Once water is used at the sink or the shower, the resulting gray water goes down the drain, through a couple filters, and to a holding tank. The water is then pumped and filtered again before it reaches the constructed wetland located on the rooftop directly above Hammer & Hand’s Suite 250 office.
View across E. Madison Street to the Bullitt Center. Vegetation in constructed wetland is visible atop the first floor suite 250, home to Hammer & Hand’s Seattle office.
The water is then circulated five times through the wetland’s vegetation and three-inch deep gravel – a gravel selected for its high surface area perfect for the system’s seeded microbes. Together, the wetland’s plants, gravel and microbes absorb and remove particulates and organic/harmful material from the gray water.
The rooftop constructed wetland treats and cleans Bullitt Center gray water.
The water is then delivered to a second wetland system on the west (downhill) side of the building, where it filters through a bed of plants and into a series of eighteen wells, each twenty feet deep and filled with loose gravel. Much of the water is absorbed by the plants here, while the remainder slowly trickles down into the wells, recharging the ground water below.
Stormwater runoff from the Madison Street sidewalk is diverted to a separate bioswale on the west side, where it’s filtered by horsetails and then percolates into the soil.
Wetland system to the left (reddish plants) handles building gray water. Bioswale to the right handles storm water from Madison Street sidewalk.

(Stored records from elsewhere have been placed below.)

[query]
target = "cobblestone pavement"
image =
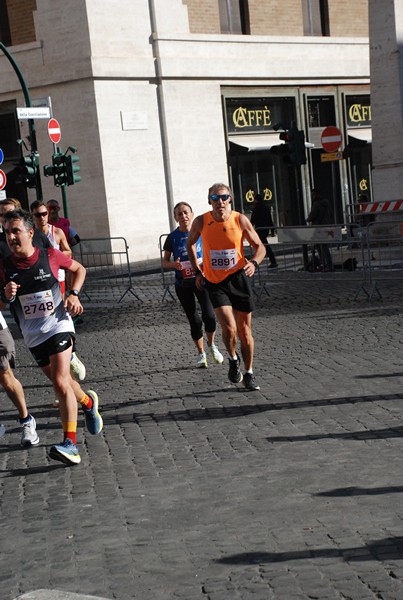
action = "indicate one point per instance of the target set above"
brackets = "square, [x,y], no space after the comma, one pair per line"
[198,490]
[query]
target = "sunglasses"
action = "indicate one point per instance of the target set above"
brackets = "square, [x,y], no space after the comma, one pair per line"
[215,197]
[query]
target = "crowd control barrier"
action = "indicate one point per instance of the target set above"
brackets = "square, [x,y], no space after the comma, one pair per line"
[108,268]
[362,255]
[383,244]
[301,253]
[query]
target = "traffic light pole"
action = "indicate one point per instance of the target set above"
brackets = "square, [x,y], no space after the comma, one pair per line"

These systems, coupled with the building’s composting toilets to handle black water (see Laura’s post about the building’s waste systems here), ensure that no water from the building enters the sewer. Water is either used on site, returned to the air through the evapotranspiration of wetland plants, filtered to the groundwater, or diverted in clean form directly to Lake Union.
For the most part, all of this is “out of sight, out of mind” for building tenants. Though because the gray water treatment systems involves some delicate balance, we are limited to eco-friendly soaps in sinks and showers and must be sure to scrape dishes well before washing to avoid gumming up the works with food bits.
I’m eager for the day when the building can turn off its City water supply and begin using its harvested rainwater. It’ll be a big step toward emulating that Douglas-fir forest.